The grower wins the battle with heating costs but pays for it in plant disease. Other humidity controls are needed.
How can we avoid condensation?
By controlling temperature and/or humid air, we might be able to lower the dew point and avoid condensation.
Let’s look at temperature. If a grower could keep surface temperatures from reaching the dew point, then they might be able to avoid condensation. The problem is that growers are already trying to keep temperatures within an ideal range for their crops. Placing another limit on that just makes the range narrower. There’s a lot of opportunity for human error here, and nighttime temperature swings and plant transpiration only make this harder.
Another approach is to replace humid air with drier outside air. But in many areas, outside air is not significantly drier than inside air. And in areas where heating is important, introducing cool air just increases heating costs. Other growers try to maintain a very excluded growing environment, and unregulated air from outside can introduce spores and insect pests. The problems with using outside air grow even more complicated, but suffice it to say that it isn’t the ideal management method.
- Theoretically, condensation might be controlled by temperature or air removal.
- Practically, controlling temperature that tightly and removing air are costly.
So avoiding dew point by changing humidity or temperature (within reason) can cause other problems. What options are left? One increasingly popular option is using a desiccant.
Desi-what? A more efficient greenhouse humidity control tool
A desiccant is a material that absorbs water from the air.

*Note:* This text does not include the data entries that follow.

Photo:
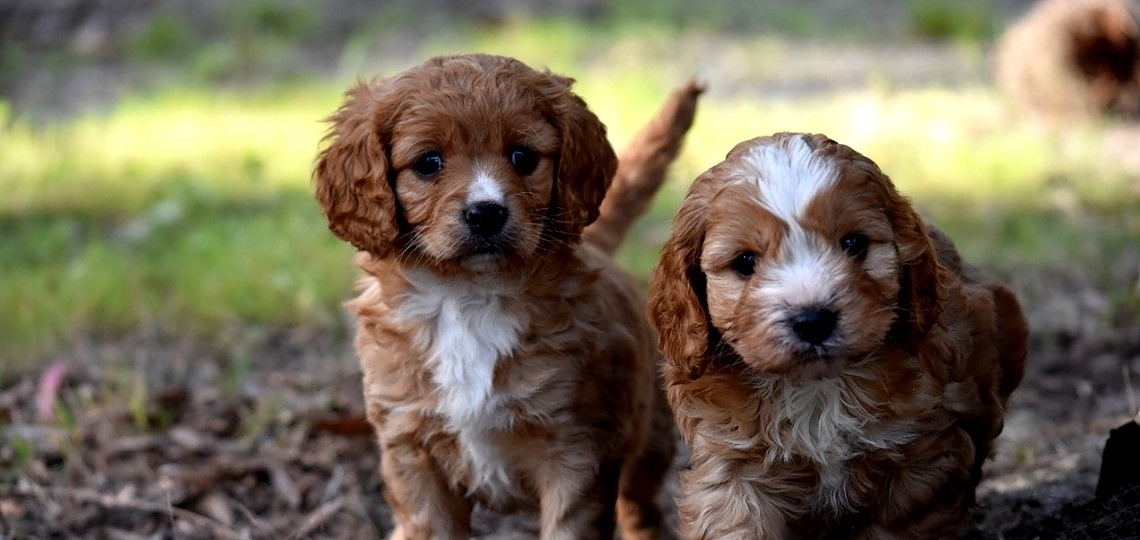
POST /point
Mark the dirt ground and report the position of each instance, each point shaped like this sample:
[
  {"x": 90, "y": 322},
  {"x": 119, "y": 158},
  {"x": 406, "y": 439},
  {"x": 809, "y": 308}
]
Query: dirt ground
[{"x": 271, "y": 442}]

A desiccant that you’re probably familiar with is silica, which is often used in packaging for materials that are vulnerable to mold in humidity. (Many cloth products, for example, come with a small silica packet included in the package.)
If desiccants could be integrated into a growing system, they could provide dehumidification without affecting heating or cooling dramatically. One new technology is the VHLC by Agam Industries, a machine that converts water vapor into water and heat which can then be reused. There’s no doubt that this type of technology could hold great potential for increasing the efficiency of growing operations.